The Sierra Academy of Aeronautics is an aviation flight school headquartered in Atwater, California.  It operates its training facility at the former Castle Air Force Base in Atwater, California.  Sierra Academy was contracted by several foreign air carriers to perform pilot training, including Shanghai Airlines.

History
The Sierra Academy formerly was based at the Oakland International Airport, where it had hangars, offices, and classrooms. It was owned by the Everett family of Atherton, California.

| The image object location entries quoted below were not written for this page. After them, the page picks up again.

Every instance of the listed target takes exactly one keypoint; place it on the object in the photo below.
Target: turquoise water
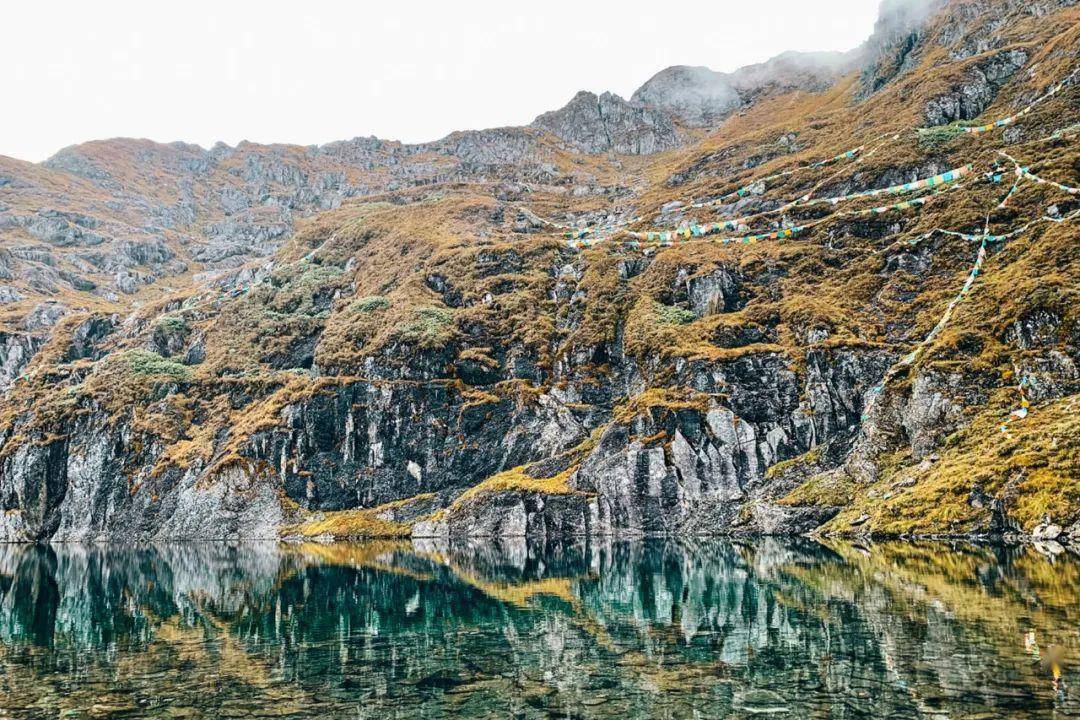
(504, 629)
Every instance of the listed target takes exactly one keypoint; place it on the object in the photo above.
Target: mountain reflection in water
(508, 629)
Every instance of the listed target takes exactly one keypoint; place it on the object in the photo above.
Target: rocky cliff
(375, 339)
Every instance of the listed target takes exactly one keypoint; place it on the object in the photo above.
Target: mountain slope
(441, 360)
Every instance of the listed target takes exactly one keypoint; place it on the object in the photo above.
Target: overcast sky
(311, 71)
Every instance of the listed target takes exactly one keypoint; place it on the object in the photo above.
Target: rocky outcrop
(608, 123)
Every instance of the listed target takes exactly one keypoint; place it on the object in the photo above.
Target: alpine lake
(588, 628)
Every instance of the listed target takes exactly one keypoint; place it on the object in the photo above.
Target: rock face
(696, 95)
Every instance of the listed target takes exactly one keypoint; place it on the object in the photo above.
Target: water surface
(508, 629)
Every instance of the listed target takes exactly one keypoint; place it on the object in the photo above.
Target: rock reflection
(508, 628)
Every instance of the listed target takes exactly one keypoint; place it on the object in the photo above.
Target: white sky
(311, 71)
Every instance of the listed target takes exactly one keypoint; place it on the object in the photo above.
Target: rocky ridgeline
(518, 388)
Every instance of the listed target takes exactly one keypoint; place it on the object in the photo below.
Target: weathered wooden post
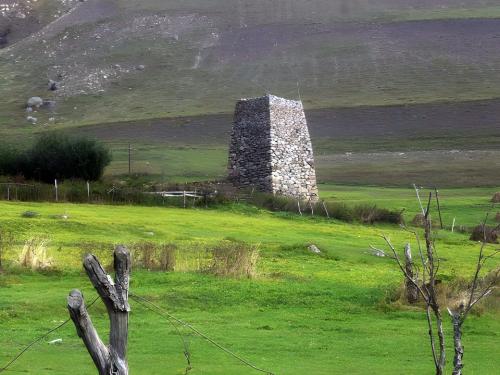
(112, 359)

In 1996, Hani Hanjour who would later fly a hijacked airliner into the Pentagon was admitted to the Sierra Academy of Aeronautics, but before beginning flight training, the academy arranged for Hanjour to take intensive English courses at ELS Language Center in Oakland. The flight school also arranged for Hanjour to stay with a host family, with whom he moved in with on May 20, 1996. Hanjour completed the English program in August, and in early September 1996, he attended a single day of ground school courses at the Sierra Academy of Aeronautics before withdrawing, citing financial worries about the $35,000 cost.

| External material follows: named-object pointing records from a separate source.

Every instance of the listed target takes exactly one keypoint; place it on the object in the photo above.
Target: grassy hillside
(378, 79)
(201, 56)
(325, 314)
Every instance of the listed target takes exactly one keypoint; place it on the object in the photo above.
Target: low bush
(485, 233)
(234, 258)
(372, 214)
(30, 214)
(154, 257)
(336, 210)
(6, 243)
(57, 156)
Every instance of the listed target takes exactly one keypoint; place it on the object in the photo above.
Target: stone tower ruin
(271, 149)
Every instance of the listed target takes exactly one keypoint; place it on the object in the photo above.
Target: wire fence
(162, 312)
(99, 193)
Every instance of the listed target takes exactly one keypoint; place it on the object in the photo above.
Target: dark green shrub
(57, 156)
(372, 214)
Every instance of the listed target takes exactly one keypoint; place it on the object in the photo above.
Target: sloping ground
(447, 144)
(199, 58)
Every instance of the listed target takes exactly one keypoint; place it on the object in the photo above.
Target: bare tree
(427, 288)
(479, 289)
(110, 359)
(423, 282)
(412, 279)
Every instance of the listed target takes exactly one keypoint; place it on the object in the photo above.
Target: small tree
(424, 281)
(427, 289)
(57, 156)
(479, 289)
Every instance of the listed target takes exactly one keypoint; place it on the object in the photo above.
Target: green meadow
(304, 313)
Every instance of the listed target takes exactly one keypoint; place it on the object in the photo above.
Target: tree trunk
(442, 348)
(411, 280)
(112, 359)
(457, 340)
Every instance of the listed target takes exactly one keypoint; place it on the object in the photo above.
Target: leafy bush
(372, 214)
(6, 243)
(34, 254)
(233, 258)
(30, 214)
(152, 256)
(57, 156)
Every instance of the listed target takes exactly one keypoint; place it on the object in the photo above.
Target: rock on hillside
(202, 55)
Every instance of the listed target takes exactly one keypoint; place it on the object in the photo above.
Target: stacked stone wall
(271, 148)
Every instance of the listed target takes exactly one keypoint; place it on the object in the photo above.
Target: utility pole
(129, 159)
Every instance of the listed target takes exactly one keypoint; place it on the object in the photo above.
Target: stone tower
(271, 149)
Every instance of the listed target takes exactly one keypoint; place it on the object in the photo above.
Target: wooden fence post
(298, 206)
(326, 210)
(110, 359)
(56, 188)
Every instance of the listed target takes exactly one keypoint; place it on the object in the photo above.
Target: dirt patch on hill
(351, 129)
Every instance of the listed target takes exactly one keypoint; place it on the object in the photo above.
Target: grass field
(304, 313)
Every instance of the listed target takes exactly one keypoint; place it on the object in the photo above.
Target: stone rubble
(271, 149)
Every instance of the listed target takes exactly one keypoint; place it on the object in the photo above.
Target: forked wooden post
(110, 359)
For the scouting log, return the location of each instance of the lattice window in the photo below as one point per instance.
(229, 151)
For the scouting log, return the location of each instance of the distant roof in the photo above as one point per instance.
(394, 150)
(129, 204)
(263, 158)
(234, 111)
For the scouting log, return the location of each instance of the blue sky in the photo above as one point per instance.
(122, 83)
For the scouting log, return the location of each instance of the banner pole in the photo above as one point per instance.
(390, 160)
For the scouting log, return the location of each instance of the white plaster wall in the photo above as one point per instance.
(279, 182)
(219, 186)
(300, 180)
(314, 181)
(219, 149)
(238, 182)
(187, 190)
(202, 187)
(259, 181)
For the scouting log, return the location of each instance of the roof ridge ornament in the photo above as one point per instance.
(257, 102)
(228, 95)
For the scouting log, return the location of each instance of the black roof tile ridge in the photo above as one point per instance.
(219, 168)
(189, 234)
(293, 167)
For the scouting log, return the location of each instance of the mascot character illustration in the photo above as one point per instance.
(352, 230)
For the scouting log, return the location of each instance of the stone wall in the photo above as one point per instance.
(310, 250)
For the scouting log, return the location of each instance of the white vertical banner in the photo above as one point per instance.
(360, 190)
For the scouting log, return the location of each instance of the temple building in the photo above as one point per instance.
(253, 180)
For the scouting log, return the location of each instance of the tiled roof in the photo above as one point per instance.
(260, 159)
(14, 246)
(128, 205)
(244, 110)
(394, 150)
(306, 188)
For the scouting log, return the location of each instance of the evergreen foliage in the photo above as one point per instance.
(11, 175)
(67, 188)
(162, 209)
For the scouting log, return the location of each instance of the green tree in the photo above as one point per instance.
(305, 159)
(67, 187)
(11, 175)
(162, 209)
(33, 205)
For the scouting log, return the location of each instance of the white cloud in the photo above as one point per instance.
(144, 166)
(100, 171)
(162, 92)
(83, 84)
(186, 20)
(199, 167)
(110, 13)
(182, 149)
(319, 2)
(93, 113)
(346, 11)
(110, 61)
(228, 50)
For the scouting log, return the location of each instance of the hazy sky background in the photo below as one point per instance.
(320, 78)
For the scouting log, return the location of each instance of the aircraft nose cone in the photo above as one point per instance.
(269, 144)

Two Korean business men, Dan and John Yoon, bought the company as open of an asset sale, and re-opened the flight school, operating under KS Aviation (KSA). 

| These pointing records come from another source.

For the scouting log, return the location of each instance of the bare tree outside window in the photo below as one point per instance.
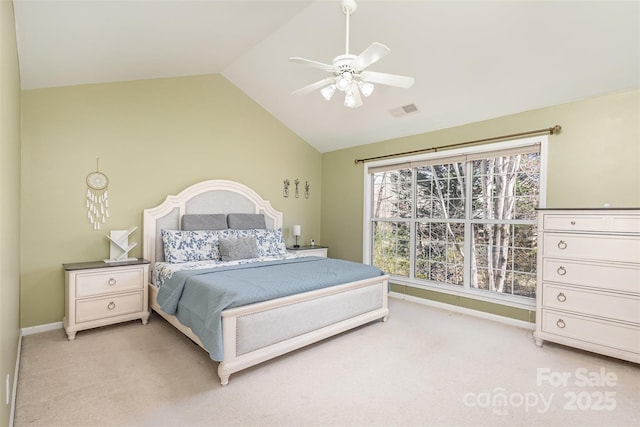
(490, 200)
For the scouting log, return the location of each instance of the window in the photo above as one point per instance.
(462, 222)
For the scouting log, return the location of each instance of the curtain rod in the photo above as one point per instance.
(551, 131)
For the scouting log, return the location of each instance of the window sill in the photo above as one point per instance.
(480, 295)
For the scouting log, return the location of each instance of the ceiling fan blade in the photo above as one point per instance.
(314, 64)
(370, 55)
(314, 86)
(387, 79)
(356, 98)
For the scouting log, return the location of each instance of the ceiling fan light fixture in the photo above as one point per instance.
(348, 71)
(328, 91)
(366, 88)
(349, 100)
(344, 81)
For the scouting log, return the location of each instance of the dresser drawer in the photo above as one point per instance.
(104, 282)
(592, 247)
(613, 223)
(604, 333)
(101, 308)
(600, 304)
(615, 277)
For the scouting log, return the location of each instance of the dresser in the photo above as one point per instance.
(309, 250)
(99, 294)
(588, 288)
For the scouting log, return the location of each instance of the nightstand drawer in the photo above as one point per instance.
(100, 308)
(103, 282)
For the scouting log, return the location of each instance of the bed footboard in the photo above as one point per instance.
(262, 331)
(258, 332)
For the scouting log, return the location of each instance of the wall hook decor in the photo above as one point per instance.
(97, 197)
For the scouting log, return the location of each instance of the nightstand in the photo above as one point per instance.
(99, 293)
(309, 250)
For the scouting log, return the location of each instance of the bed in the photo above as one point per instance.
(255, 332)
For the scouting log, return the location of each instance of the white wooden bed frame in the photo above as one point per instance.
(258, 332)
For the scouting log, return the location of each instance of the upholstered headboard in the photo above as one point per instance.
(207, 197)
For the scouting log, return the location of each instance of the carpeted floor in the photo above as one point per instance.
(424, 367)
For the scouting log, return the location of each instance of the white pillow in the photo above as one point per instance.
(270, 242)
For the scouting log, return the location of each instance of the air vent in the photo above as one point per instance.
(404, 110)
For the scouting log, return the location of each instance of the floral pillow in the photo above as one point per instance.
(186, 246)
(270, 242)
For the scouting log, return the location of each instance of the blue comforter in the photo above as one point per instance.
(198, 297)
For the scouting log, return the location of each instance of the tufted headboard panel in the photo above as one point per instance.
(207, 197)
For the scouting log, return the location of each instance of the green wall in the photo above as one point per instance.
(593, 161)
(154, 138)
(10, 203)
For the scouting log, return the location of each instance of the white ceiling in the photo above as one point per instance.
(471, 60)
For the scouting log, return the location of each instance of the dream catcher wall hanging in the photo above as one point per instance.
(97, 202)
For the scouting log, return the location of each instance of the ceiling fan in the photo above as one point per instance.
(349, 74)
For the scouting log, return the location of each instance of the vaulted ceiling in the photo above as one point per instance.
(471, 60)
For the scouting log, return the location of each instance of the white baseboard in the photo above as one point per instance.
(14, 391)
(40, 328)
(462, 310)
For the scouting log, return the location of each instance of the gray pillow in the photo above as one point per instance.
(246, 221)
(191, 222)
(242, 248)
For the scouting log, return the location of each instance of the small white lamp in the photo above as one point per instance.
(296, 229)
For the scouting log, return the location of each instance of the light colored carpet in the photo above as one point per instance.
(425, 366)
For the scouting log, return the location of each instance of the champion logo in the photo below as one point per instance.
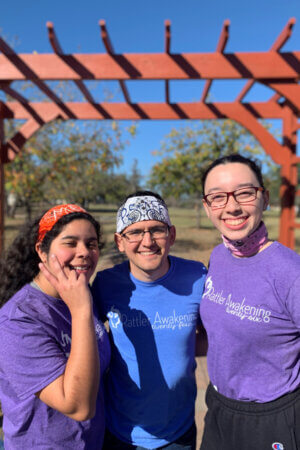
(277, 446)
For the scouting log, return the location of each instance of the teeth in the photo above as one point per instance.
(147, 253)
(235, 221)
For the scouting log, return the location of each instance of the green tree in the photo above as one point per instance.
(188, 151)
(66, 160)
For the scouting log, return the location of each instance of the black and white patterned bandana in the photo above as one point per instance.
(138, 209)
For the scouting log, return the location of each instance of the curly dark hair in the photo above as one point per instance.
(19, 264)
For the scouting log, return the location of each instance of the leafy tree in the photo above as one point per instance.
(188, 151)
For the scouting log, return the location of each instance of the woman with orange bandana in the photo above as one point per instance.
(54, 350)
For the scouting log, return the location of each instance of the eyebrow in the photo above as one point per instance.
(239, 186)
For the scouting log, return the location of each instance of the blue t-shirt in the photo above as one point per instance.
(35, 336)
(151, 385)
(251, 312)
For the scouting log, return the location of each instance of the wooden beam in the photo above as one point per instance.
(223, 39)
(278, 44)
(110, 50)
(157, 66)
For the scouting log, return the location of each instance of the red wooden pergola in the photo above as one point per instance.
(274, 69)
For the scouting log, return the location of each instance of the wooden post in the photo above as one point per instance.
(288, 180)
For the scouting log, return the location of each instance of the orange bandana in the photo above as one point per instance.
(50, 218)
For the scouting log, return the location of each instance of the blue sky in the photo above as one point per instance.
(138, 27)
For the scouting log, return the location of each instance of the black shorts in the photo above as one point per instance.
(235, 425)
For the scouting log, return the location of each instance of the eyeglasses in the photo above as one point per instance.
(243, 195)
(138, 235)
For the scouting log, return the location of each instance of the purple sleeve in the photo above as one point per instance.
(30, 357)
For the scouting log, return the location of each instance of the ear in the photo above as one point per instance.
(266, 197)
(172, 234)
(119, 242)
(42, 255)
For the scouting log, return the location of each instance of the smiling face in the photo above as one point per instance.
(235, 221)
(148, 258)
(76, 248)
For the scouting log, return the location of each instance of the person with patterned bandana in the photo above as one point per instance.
(151, 303)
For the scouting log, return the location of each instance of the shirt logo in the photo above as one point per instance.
(277, 446)
(114, 317)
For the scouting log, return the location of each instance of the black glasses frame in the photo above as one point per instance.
(151, 231)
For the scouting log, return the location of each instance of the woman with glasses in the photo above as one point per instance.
(251, 312)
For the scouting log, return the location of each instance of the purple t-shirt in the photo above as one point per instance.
(35, 336)
(251, 312)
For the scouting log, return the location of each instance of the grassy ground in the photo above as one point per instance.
(191, 242)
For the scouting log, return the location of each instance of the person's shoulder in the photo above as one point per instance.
(24, 303)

In 2004, the new owners moved its Oakland program to the former Korean Airlines facility at the airport in Livermore, California(KLVK). The company took advantage of the growing Indian market and began accepting students from all over India. This was mostly a result of the declining U.S. based students who could no longer find funding for flight training. While the Livermore campus was running, KSA also opened up a large campus at Castle Airport (KMER, formerly Castle AFB) in 2005.  
In January 2007, the company started moving all remaining students and employees to its existing facilities at the former Castle AFB (KMER).  
In February 2014, The FAA proposed a civil penalty of $204,050 against Sierra for "allegedly operating nine Cessna 152 airplanes when they were not in compliance with Federal Aviation Regulations." The FAA alleged that Sierra  did not properly inspect the seat locking pins. An improperly engaged pin could lead to the seat slipping and the pilot losing control of the airplane.

Awards 
In 1992 the National Air Transportation Association (NATA) honored Sierra Academy of Aeronautics with the Excellence in Pilot Training Award. This national award, sponsored by Jeppesen Sanderson, provides recognition for "outstanding contributions in safety, professionalism, leadership, and excellence in the field of pilot training."